I didn’t know it until I started doing research in preparation to write this piece, but I already had several Peter Hammill records in my collection. However, they were not under Hammill’s own name but Van Der Graaf Generator, the group he co-founded. I’m not super knowledgeable about Van Der Graaf Generator, but I pick up their records whenever I come across them, and I always enjoy them. Hammill was prolific in the 70s, releasing a spate of LPs under his own name and Van Der Graaf Generator, sometimes multiple albums in a year. The solo and Van Der Graaf projects seem fluid as well, with the same musicians and songwriters contributing to both projects. In fact, Nadir’s Big Chance features all the musicians in Van Der Graaf’s 1975 lineup, and songwriting contributions from Judge Smith, who played drums in the original lineup of Van Der Graaf Generator.
While I’m not well-versed enough in this universe of musicians to explain precisely how it fits into the bigger picture of their discographies, I can tell you that Nadir’s Big Chance differs from Hammill’s other records in that, on these tracks, Hammill inhabits the character of Rikki Nadir.

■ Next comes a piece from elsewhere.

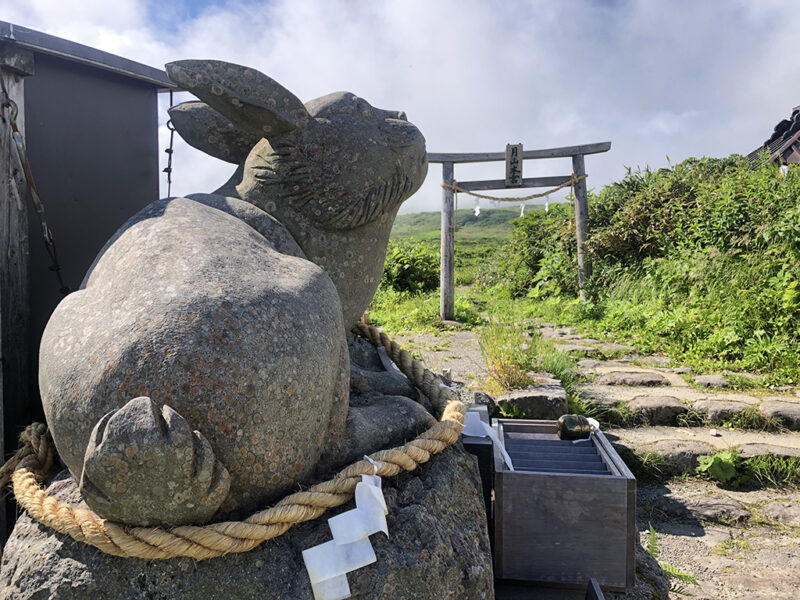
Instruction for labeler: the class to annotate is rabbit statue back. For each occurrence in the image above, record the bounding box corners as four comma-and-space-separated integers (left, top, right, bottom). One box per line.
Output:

On the back of the jacket, Hammill calls Nadir a “loud, aggressive, perpetual sixteen-year-old,” and Nadir’s voice gives these “three chord wonders” an extra jolt of energy. While, in 1975, the glam rock movement was losing steam in Britain, Nadir’s Big Chance huffs from the same bag as records like Electric Warrior and Ziggy Stardust, all pomp and drama and exuberance. Nadir’s Big Chance doesn’t sound like kids’ music, though; what it resembles more than those mainstream glam touchstones are the artists from the artier end of the glam spectrum, particularly early Roxy Music and Brian Eno’s first couple of solo albums. Like those records, Nadir’s Big Chance struts and preens, but it also reaches and challenges, and the record is produced with a raw, homespun feel I love.
Famously, when John Lydon played some records on Capitol Radio in 1977, he dropped in two tracks from Nadir’s Big Chance, “Institute of Mental Health, Burning” (what a title!) and “Nobody’s Business,” noting that Bowie might have stolen a few moves from Hammill (though by 1975, one must note, Bowie had killed off Ziggy and was moving into his Thin White Duke phase). If I’ve piqued your interest, Lydon’s selections are a great starting point, but I’ll also mention “Birthday Special,” another of the highest energy tracks on the album.